Сперва раскрылся волчок, потом распахнулась фортка. Разозленный корпусной — он, похоже, и не отходил от нашей камеры — закричал злым шепотом:
— Это еще что? Обструкцию устраиваете?
— Переведите меня в другую камеру! — потребовал новенький. — Я не могу сидеть с этими людьми! Куда угодно, только отсюда!
— В санатории будете выбирать соседей, ясно! Немедленно возвращайтесь на свою койку.
— Нет, послушайте! — настаивал в страшном волнении арестованный. — Этот человек — член руководящего органа партии эсеров! Я не могу, не хочу с таким контрреволюционером!..
— Все вы здесь контрики! — ответил корпусной и захлопнул фортку.
Панкратов молчаливо смеялся и в восторге бил себя по коленям, прислушиваясь к спору у двери.
В этот вечер мы почти не разговаривали. Лукьянич лежал на своей койке не шевелясь, может, спал, вернее — задумался, он часто так задумывался на часы, без движений. Максименко пробовал вовлечь меня в военно-морскую игру на бумаге, но расставлять карандашные крестики мне было противно, я вдруг сызнова — это у меня с регулярностью повторялось каждые две-три недели — почувствовал с тяжкою остротой, что крест поставлен на мне самом, на всей моей жизни. Если таких людей, как этот Виктор Семенович, арестовывают, на что могу надеяться я? Я тоже лег, уперся глазами в стену, о чем-то бессмысленно мечтал, кому-то бессмысленно жаловался и плакал — одной душой, без слез. Напротив меня сидел Панкратов. Он посмеивался, почесывал бороду, молчаливо ликовал, готовился к чему-то важному. Я догадывался, к чему он готовился.
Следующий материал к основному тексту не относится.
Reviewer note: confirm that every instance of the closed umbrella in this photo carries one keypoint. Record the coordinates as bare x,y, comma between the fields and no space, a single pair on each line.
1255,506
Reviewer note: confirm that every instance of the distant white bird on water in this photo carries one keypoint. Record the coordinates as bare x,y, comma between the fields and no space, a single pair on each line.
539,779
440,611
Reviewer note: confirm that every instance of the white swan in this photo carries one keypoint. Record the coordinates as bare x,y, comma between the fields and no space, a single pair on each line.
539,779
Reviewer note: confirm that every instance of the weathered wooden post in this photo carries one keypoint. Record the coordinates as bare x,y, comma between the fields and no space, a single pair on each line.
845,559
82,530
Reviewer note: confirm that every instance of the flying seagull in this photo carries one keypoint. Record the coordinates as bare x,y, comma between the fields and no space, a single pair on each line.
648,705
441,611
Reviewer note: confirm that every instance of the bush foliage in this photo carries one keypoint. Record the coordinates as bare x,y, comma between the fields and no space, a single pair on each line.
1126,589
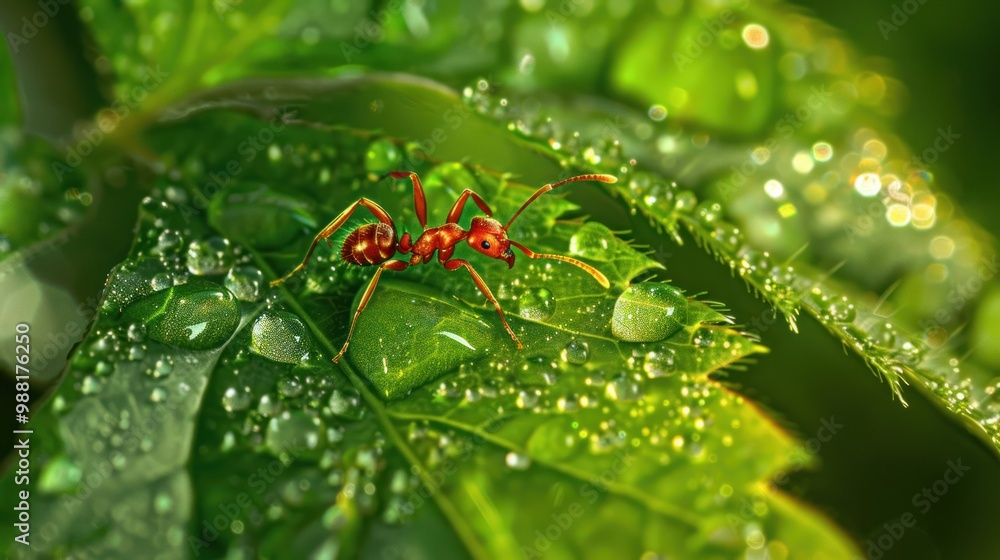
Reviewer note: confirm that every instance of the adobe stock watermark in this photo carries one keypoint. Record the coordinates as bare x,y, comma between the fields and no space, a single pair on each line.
31,25
784,129
894,530
695,46
564,518
899,16
107,120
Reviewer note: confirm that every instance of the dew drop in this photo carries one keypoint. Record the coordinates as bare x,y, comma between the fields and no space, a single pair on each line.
518,461
576,353
210,256
90,385
235,399
290,388
197,315
590,241
291,432
280,336
346,403
648,311
245,282
660,363
536,304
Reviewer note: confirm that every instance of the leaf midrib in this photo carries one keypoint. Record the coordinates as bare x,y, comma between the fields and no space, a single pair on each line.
450,511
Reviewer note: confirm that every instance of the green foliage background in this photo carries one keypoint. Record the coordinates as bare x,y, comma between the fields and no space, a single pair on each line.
861,479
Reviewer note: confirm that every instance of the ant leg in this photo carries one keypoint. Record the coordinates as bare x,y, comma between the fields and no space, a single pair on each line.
419,200
391,265
456,210
601,279
332,227
455,264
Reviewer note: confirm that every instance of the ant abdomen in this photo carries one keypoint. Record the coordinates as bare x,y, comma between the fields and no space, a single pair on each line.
369,244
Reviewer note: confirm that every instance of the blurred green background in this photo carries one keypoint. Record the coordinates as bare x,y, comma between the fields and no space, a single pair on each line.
886,454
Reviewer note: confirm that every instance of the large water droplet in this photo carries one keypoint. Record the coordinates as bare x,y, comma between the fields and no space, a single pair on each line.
536,304
648,311
198,315
245,282
280,336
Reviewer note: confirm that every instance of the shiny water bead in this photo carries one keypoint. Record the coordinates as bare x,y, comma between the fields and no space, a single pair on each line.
648,312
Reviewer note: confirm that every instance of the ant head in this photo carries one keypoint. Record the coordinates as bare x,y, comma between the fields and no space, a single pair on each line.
489,237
А по камере метались Максименко и новенький. Максименко пробегал от двери к окну и обратно по двадцати километров в день. Он ходил часами, ходил как заведенный, все убыстряя шаг, почти бежал, он выражал себя ходьбой, как иные жалобой или криком. Совнаркомовский деятель оказался таким же неутомимым ходоком. Они согласно поворачивали у окна и у двери, стремительно расходились в центре камеры и вновь поворачивали. Они ходили заложив руки за спину, подняв вверх голову, так легче думалось — с задранной в потолок головой. Я неоднократно проверял это сам. И они ни разу не столкнулись. Когда я бродил по камере, я ударялся о Максименко чуть ли не при каждом повороте, а эти не глядя безошибочно расходились, словно двигались не по доскам, а по рельсам. Так продолжалось до вечернего отбоя.
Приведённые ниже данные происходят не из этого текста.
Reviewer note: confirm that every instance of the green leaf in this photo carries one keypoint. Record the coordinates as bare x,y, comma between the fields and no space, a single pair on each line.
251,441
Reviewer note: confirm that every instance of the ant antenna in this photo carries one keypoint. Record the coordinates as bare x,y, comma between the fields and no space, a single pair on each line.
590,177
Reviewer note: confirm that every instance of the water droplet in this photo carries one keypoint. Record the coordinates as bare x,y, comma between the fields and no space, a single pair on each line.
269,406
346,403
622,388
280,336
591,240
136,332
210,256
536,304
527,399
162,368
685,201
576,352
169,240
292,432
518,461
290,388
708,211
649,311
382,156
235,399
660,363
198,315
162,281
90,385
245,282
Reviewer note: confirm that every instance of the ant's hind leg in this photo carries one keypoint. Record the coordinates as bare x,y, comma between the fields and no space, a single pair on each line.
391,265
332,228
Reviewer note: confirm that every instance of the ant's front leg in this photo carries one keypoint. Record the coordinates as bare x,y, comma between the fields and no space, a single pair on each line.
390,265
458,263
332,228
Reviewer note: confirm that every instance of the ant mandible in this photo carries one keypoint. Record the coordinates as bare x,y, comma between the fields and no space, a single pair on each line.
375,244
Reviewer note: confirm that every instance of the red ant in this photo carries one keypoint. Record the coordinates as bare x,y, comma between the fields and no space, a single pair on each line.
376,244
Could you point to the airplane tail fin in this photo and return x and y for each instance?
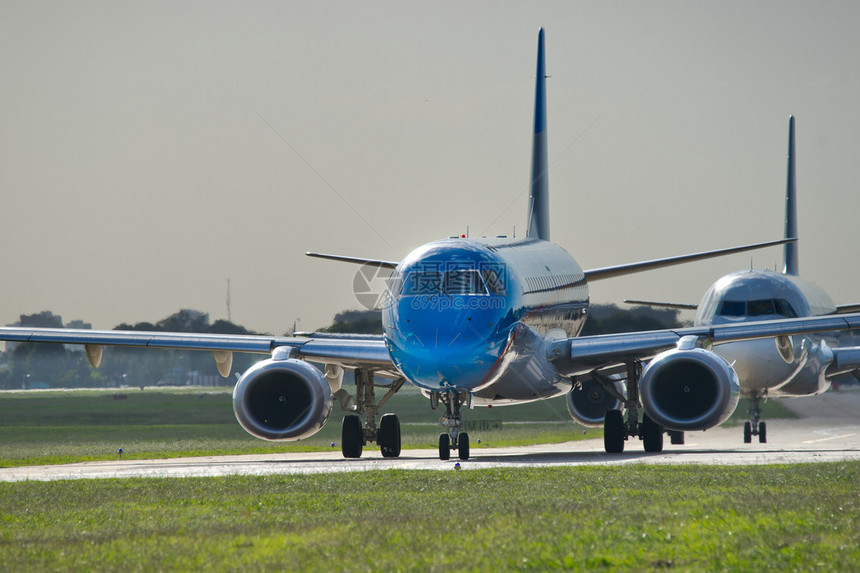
(538, 223)
(790, 207)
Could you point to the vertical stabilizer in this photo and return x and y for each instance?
(790, 207)
(538, 224)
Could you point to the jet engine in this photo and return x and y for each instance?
(282, 399)
(588, 400)
(690, 389)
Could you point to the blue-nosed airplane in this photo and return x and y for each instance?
(793, 367)
(480, 322)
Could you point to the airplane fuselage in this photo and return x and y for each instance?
(473, 314)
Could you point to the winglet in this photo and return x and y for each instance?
(791, 266)
(538, 223)
(356, 260)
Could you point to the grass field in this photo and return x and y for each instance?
(777, 518)
(47, 427)
(83, 425)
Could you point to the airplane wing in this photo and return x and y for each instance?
(577, 356)
(344, 350)
(357, 260)
(674, 305)
(630, 268)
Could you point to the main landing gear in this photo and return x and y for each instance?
(354, 436)
(755, 427)
(452, 421)
(616, 429)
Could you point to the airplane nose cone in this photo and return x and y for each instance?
(446, 348)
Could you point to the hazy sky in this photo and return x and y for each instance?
(148, 151)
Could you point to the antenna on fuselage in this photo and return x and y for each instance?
(791, 265)
(538, 222)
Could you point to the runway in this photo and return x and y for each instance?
(827, 431)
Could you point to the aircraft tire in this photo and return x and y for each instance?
(613, 432)
(444, 447)
(351, 436)
(389, 436)
(463, 445)
(652, 435)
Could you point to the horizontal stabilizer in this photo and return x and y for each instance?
(631, 268)
(675, 305)
(356, 260)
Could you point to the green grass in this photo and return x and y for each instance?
(86, 425)
(774, 518)
(54, 427)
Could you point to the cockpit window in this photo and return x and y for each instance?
(764, 307)
(760, 307)
(784, 309)
(463, 282)
(422, 282)
(494, 281)
(732, 308)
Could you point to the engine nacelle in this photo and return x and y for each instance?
(588, 401)
(691, 389)
(282, 399)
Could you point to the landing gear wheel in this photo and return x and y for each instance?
(613, 432)
(652, 435)
(463, 445)
(351, 436)
(389, 436)
(444, 447)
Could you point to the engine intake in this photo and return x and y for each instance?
(691, 389)
(588, 401)
(282, 400)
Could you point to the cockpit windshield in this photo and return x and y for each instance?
(451, 282)
(463, 282)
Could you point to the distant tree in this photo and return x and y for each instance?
(356, 322)
(608, 319)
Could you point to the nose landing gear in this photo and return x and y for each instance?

Когда замигала лампочка, приказывая спать, Максименко подошел ко мне:
— Сегодня находился досыта. Эх, Сережка, не знаешь ты лучшего тюремного удовольствия — лететь из угла в угол, пока ноги не отказали.
— Зато я знаю другое, тоже тюремное, удовольствие — мечтать, пока голова не вспухнет.
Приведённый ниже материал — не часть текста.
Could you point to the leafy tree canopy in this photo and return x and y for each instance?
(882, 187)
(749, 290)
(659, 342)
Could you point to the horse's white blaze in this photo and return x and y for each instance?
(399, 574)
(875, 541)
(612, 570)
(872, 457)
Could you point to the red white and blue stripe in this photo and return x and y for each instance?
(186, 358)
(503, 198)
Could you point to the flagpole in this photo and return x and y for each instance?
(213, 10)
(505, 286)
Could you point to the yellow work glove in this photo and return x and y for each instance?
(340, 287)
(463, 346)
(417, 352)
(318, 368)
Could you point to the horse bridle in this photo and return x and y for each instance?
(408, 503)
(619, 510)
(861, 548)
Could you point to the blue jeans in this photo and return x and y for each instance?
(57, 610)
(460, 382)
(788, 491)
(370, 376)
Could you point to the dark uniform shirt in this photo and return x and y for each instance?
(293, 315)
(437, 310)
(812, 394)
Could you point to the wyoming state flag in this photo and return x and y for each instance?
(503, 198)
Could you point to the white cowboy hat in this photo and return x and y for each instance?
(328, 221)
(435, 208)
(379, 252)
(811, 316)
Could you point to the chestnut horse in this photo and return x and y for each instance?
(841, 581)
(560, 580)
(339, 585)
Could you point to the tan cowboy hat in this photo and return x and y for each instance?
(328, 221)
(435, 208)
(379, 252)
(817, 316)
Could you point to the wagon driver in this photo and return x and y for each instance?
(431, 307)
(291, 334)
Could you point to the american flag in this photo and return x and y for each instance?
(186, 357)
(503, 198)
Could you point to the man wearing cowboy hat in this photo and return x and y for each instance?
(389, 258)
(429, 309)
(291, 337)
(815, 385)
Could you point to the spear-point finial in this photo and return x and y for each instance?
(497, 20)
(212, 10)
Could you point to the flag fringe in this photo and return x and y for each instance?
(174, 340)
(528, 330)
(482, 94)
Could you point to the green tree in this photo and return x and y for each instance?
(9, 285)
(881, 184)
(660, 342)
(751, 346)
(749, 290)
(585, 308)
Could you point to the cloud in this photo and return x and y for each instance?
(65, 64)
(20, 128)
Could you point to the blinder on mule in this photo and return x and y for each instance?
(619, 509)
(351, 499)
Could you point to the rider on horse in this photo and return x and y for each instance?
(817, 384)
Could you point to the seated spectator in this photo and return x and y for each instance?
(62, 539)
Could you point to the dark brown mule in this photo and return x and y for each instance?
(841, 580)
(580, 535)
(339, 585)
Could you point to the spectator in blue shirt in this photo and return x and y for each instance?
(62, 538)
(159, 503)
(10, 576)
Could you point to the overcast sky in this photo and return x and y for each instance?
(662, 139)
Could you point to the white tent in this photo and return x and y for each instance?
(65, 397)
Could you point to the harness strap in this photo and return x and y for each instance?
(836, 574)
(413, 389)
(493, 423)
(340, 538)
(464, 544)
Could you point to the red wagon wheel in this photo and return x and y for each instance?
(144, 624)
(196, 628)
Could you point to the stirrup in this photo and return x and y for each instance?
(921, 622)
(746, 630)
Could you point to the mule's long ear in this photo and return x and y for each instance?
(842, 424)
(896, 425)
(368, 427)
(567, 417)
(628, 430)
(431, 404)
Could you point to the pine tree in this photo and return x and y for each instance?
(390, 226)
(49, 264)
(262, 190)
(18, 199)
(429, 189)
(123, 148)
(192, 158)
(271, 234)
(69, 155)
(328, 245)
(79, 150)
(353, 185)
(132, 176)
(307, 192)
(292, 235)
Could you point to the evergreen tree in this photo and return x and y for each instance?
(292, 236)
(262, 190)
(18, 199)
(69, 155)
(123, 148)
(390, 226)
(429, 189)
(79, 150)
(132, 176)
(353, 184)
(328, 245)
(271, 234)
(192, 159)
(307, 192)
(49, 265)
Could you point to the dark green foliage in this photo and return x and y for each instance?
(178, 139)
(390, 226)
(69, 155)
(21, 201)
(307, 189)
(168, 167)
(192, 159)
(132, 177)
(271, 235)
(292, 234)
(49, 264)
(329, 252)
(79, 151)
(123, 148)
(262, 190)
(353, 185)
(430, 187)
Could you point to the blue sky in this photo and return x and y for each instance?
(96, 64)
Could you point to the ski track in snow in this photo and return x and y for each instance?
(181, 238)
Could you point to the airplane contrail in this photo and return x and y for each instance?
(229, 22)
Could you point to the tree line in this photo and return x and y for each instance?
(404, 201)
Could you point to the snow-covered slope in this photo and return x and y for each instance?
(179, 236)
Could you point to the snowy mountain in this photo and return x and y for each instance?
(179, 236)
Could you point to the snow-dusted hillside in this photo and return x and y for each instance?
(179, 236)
— Воли не вымечтаешь, хоть набей мозоли на извилинах. Шут с тобой, мечтай.
Он захрапел сразу, как нырнул под одеяло. Лампочка вторично мигнула и засветилась вполсилы. Я повернулся на бок и закрыл глаза. Я дышал ровно и громко, чтоб думали, будто я сплю. Новенький сидел на койке. Панкратов, осторожно ступая босыми ногами, подошел и сел рядом. До меня донесся требовательный шепот:
— Виктор, потолковать надо… Виктор угрюмо отозвался:
— Нечего нам с тобой… Все перетолковано Спор наш решен историей — и решен не в твою пользу.
— Хе-хе-хе, вон ты какой. Колючий Виктор..
— Уж какой есть.
— Правильно, какой есть. Всегда ты был ершист Помню, на сибирском этапе, в девятьсот седьмом, задрался с жандармом — я вроде еще подсоблял тебе. А в Женеве? Бог ты мой, да тебя голосистей в колонии нашей не было! Колюч, колюч!..
— К чему ты заводишь этот разговор? Лубянка не Женева. И хоть мы сегодня с тобой сидим одинаково на арестантской койке, судьба наша различна. Пути наши случайно пересеклись, но им не сойтись. Давай иди к себе, а я буду спать.
— Хе-хе-хе, «спать»! Ни тебе, ни мне сегодня не спать.